Hospital outpatient providers could see a $6.2 billion increase in Medicare reimbursements next year under a proposed rule issued Friday.
In addition, the draft regulation provides more details on the agency’s new rural emergency hospital program, which is designed to help facilities in remote areas remain open.
Medicare would pay 2.7% more for outpatient and ambulatory surgical center services in 2023 under the proposed rule. The agency also would extend reimbursement for behavioral telehealth care beyond the COVID-19 pandemic and would offer higher payments when providers purchase U.S.-made N95 respirators, which typically are costlier than foreign-made products. The rule offers insight into how CMS may respond to a recent Supreme Court decision on 340B payment cuts as well.

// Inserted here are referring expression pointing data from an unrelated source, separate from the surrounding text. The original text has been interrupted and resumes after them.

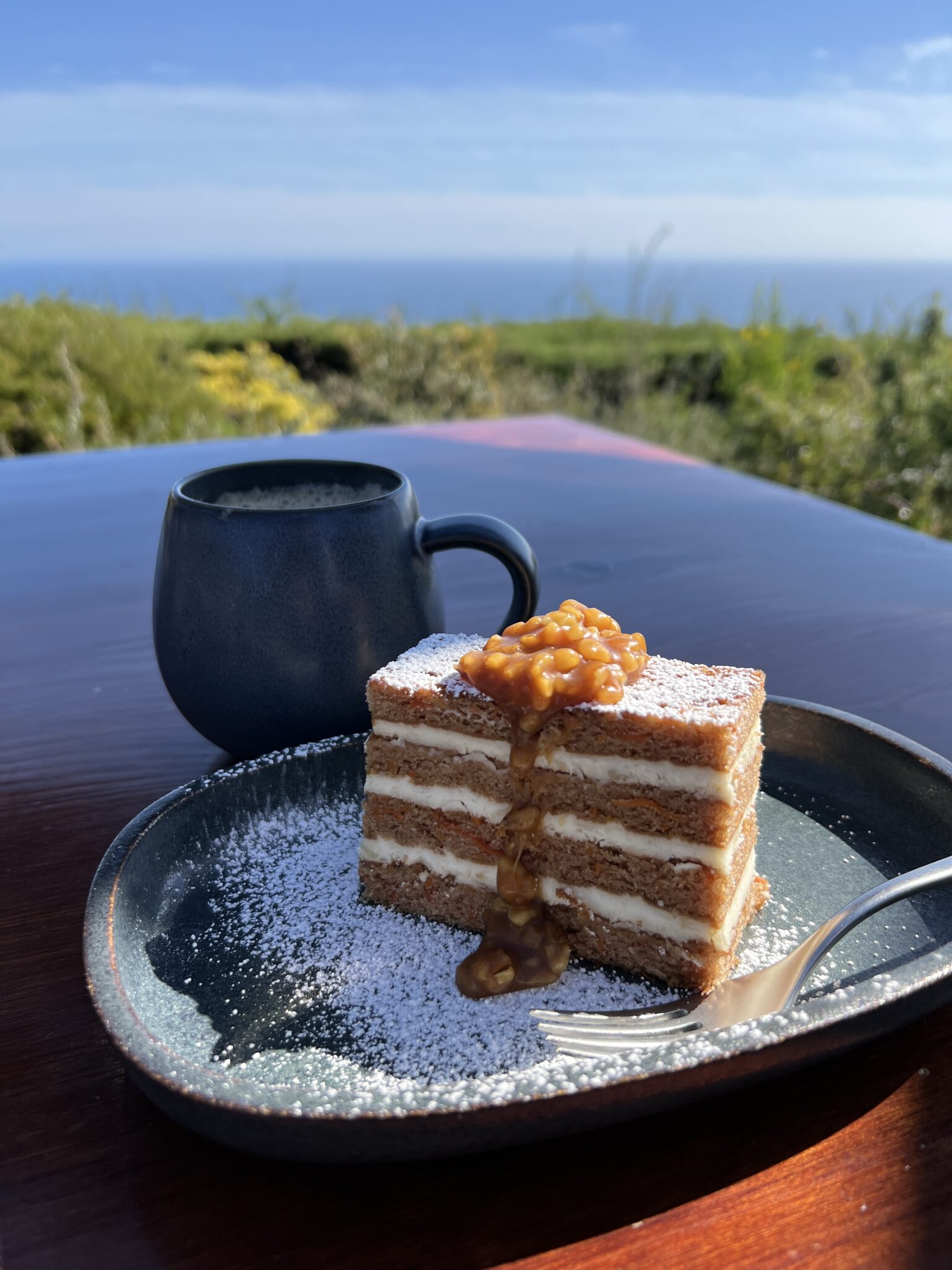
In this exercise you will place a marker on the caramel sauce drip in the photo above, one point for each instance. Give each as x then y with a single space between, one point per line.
535 670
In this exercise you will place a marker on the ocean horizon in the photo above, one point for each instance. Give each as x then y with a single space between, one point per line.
839 295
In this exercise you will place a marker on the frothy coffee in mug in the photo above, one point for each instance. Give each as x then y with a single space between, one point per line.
293 498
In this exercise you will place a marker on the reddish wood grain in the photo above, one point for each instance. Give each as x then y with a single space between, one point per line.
844 1165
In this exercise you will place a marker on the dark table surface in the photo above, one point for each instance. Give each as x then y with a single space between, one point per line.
847 1163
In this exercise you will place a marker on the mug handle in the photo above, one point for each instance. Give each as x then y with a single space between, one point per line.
499 540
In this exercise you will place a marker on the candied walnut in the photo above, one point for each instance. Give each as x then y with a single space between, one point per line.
555 660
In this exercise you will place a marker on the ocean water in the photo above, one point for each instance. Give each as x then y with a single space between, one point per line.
835 294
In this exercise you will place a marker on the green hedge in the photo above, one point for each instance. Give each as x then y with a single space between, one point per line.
865 419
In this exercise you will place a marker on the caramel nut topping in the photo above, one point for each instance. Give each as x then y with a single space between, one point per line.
555 660
535 670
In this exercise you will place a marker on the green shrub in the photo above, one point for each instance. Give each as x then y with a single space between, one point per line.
865 419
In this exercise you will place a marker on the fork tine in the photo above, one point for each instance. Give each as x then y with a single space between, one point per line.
625 1037
610 1021
676 1006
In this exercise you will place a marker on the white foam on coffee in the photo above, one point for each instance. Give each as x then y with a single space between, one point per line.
291 498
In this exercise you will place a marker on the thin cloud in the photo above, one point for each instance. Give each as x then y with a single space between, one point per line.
927 50
594 35
207 169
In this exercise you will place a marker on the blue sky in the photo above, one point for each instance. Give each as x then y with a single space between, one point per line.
398 130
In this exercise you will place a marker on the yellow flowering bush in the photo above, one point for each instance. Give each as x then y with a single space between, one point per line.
260 391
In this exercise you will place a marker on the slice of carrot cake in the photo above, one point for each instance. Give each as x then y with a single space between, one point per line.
560 789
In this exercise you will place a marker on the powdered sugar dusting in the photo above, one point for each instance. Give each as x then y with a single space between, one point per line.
667 689
431 667
288 984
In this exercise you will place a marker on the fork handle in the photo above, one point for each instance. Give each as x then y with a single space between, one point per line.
819 944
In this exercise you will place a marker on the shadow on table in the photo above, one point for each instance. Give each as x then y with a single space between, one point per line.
479 1210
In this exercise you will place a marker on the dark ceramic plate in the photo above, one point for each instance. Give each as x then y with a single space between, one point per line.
257 1001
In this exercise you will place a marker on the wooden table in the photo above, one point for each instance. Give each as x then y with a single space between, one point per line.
844 1165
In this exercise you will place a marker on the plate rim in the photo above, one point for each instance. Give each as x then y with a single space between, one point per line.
108 995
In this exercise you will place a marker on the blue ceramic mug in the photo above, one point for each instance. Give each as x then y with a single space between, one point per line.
270 619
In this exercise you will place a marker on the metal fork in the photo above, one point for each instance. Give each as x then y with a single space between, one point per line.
763 992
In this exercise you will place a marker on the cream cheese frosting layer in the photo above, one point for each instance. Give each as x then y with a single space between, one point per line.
438 798
602 769
612 833
627 911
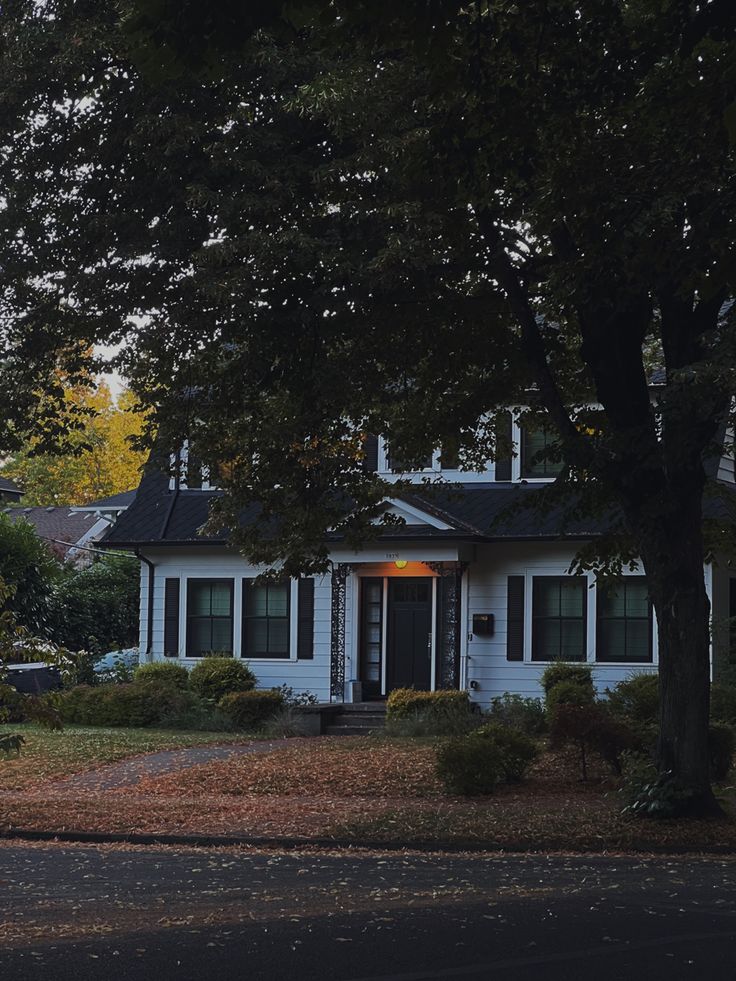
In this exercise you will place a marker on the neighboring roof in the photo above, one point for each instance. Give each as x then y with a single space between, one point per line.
56 525
123 500
8 487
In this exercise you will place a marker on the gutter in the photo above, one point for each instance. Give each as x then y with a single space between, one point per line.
149 614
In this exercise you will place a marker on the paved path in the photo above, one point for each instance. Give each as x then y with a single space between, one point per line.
129 772
77 914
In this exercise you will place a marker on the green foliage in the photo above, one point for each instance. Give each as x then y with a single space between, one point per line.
97 609
251 709
723 703
214 677
591 727
477 762
636 699
164 672
648 793
423 713
721 746
29 569
525 714
146 703
516 750
563 671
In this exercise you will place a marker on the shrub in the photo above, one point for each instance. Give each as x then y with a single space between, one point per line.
648 793
405 701
475 763
469 765
524 714
563 671
215 677
287 722
134 704
723 703
165 672
592 728
516 750
424 713
251 709
721 745
567 693
636 699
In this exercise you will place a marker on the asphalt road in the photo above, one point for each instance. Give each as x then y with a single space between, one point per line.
124 914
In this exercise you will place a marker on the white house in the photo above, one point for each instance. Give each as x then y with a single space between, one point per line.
467 593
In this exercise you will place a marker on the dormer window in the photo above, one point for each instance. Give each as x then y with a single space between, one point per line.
538 454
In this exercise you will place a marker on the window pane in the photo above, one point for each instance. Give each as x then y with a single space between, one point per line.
220 599
277 601
256 637
612 640
637 599
199 637
221 635
199 599
547 640
278 637
572 597
573 640
256 600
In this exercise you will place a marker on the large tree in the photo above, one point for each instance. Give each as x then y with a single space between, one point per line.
404 230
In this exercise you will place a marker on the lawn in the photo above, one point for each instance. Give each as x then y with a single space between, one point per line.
48 755
362 789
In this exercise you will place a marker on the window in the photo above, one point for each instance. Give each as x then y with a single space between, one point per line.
535 444
265 619
624 621
559 618
398 463
209 616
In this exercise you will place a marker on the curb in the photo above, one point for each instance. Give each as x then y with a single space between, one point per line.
295 844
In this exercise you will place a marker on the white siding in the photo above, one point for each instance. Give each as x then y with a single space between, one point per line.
303 675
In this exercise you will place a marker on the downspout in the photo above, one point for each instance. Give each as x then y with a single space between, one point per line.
147 656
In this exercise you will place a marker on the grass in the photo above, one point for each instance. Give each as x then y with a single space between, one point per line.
48 755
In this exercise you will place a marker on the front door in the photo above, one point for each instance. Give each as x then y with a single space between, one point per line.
409 635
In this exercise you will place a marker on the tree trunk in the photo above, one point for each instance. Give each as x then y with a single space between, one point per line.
673 554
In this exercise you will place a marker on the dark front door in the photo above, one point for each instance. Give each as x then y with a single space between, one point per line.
409 653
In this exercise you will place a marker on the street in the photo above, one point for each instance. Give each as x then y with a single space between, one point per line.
139 913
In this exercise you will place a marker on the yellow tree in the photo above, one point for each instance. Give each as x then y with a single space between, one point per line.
98 458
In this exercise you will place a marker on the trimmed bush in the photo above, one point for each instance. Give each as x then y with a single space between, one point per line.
134 704
164 672
469 765
723 703
425 713
523 714
636 699
251 709
592 728
215 677
560 671
477 762
403 702
721 745
517 751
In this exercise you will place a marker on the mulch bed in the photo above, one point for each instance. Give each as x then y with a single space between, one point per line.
364 790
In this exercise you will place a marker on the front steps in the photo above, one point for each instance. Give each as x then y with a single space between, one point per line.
357 719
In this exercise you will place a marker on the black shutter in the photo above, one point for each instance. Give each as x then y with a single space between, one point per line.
504 435
171 618
515 619
370 461
305 622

CMS proposed conditions of participation for the new rural emergency hospital designation last month that include eliminating acute care inpatient services. The draft outpatient payment regulation offers more insight into how the agency wants to run the rural emergency hospital program, which is designed to help facilities in remote areas remain open. Some rural hospital leaders are skeptical the program will have much impact.
Facilities designated as rural emergency hospitals would be eligible for a 5% Medicare reimbursement boost for covered outpatient services. The outpatient payment rule proposes that this not translate into higher coinsurance costs for beneficiaries. The regulation states that all outpatient services these hospital provide would be deemed rural emergency hospital services. Rural emergency hospitals can provide other services, although they wouldn’t receive extra payments for them. Under the proposal, rural emergency hospitals would get monthly facility payments that rise annually based on the hospital market basket.
CMS proposes extending exceptions under the self-referral law to allow physician ownership or investment interests in rural emergency hospitals. The statute known as the Stark law after late Rep. Pete Stark (D-Calif.) prevents physicians from directing Medicare patients to providers in which they have financial stakes. CMS suggests revising the policy to make existing exemptions applicable to compensation agreements to which rural emergency hospitals are parties, according to the fact sheet.
CMS also wants to reduce the administrative burden for critical access hospitals seeking rural emergency hospital status, which the agency believes could help ease provider enrollment into the new program.
The agency plans to release the final conditions of participation and payment policies for rural emergency hospitals in a single final rule this fall.
Additionally, CMS indicated it will get rid of payment cuts for drugs acquired through the 340B program in 2023. The Supreme Court last month decided that CMS improperly cut payment for 340B drugs when it changed its payment policy in 2018.
CMS wasn’t able to adjust its proposed continuation of the cuts for 2023 due to the timing of the Supreme Court decision, but it plans to remove the cuts in its final policy, the agency said in the rule. CMS also asked for comments on the best way to remedy the payment cuts implemented between 2018 and 2022. The earlier policy was budget-neutral and the agency already redistributed the savings from the 2018 cuts to hospitals.
Hospital outpatient departments could also deliver behavioral health services remotely beyond the COVID-19 public health emergency under the proposal. Outpatient departments can currently offer telehealth behavioral health services under Medicare due to waivers that will expire with the emergency declaration.
“If beneficiaries cannot continue to receive these services in their homes from hospital clinical staff, they may not be able to continue receiving behavioral health services, which may lead to loss of access to care, particularly in rural and/or underserved areas,” CMS said in a fact sheet.
CMS proposes allowing outpatient departments to be reimbursed for telehealth or audio-only behavioral health services so long as the beneficiary is seen in-person within six months before starting remote care, and seen in-person at least every 12 months after. CMS would allow certain exceptions to the in-person visit requirement.
The agency also suggests offering a pay boost to compensate for the extra costs of buying domestically-produced N95 respirators. Payments would be given biweekly as a lump sum to the hospital, and reconciled in cost reports.
CMS asked for feedback on measures that should be included in the Rural Emergency Hospital Quality Reporting Program, as well as considerations for reporting quality measure results stratified by patient social risk factors and demographics. CMS also wants to know if it should release further data on provider mergers, acquisitions, consolidations and ownership changes. The agency released data on hospital and nursing home ownership earlier this year.